Hegel y la Historia

Releyendo a Hegel vemos como la Historia es concebida como el progreso en el desarrollo de la libertad, es decir, como el desarrollo y progreso del Espíritu. Para visualizar esta idea, extraemos un fragmento de su libro lecciones sobre la filosofía de la historia universal. Además, dicho texto nos interpela sobre el espíritu, y por ende la libertad que es su sustancia.

“El espíritu no es una cosa abstracta, no es una abstracción de la naturaleza humana, sino algo enteramente individual, activo, absolutamente vivo: es una conciencia, pero también su objeto. La existencia del espíritu consiste en tenerse a sí mismo por objeto. El espíritu es, pues, pensante; y es el pensamiento de algo que es, y el pensamiento de qué y de cómo es. El espíritu sabe; pero saber es tener conciencia de un objeto racional. Además, el espíritu sólo tiene conciencia por cuanto tiene conciencia de sí mismo, esto es: sólo sé de un objeto por cuanto en él sé también de mí mismo, sé que mi determinación consiste en que lo que soy es también objeto para mí, en que soy meramente esto o aquello, sino que soy aquedoo de que sé. Yo sé de mi objeto, y sé de mí; ambas cosas son inseparables. El espíritu se hace, pues, una determinada representación de sí, de lo que es esencialmente, de lo que es su naturaleza. Sólo puede tener un contenido espiritual: y lo espiritual es justamente su contenido, su interés.
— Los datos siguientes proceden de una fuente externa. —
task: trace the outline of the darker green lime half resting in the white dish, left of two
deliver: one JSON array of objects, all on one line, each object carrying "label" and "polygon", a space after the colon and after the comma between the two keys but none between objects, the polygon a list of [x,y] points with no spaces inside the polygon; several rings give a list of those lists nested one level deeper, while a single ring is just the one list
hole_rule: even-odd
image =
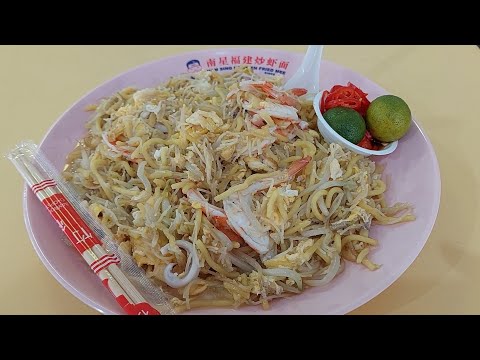
[{"label": "darker green lime half resting in the white dish, left of two", "polygon": [[332,108],[323,113],[323,118],[338,135],[353,144],[358,144],[367,131],[362,116],[350,108]]}]

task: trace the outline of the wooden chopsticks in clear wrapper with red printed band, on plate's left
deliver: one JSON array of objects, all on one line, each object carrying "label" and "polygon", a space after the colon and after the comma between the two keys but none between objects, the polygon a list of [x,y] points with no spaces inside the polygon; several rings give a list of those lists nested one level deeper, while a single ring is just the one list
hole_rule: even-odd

Asi es como el espíritu llega a su contenido. No es que se encuentre su contenido, sino que se hace su propio objeto, el contenido de sí mismo. El saber es su forma y su actitud; pero el contenido es justamente lo espiritual: Así el espíritu, según su naturaleza, está en sí mismo; es decir, es libre.

(…) es la libertad la sustancia del espíritu. Inmediatamente claro para todos es que el espíritu posee la libertad entre otras propiedades. Pero la filosofía nos enseña que todas las propiedads del espíritu existen sólo mediante la libertad, que todas son simples medios para la libertad, que todas buscan y producen la libertad. Es este un conocimiento de la filosofía especulativa, que la libertad es la única cosa que tiene verdad en el espíritu.

(…) el espíritu consiste en tener el centro en sí; (…) no tiene la unidad fuera de sí, sino que la encuentra continuamente en sí; es y reside en si mismo (…) y esto justamente es la libertad.

(…) Cuando el espíritu tiende a su centro tiende a perfeccionar su libertad; y esta tendencia le es esencial. Cuando se dice en efecto que el espíritu es, esto tiene, ante todo, el sentido de que es algo acabado. Pero es algo activo. La actividad es su esencia; es su propio producto; y así es su comienzo y también su término. Su libertad no consiste en un ser inmóvil, sino en una continua negación de lo que amenaza negar la libertad. producirse, hacerse objeto de sí mismo, saber de sí, es la tarea del espíritu. De esta manera el espíritu existe por sí mismo. Las cosas naturales no existen para sí mismas; por eso no son libres.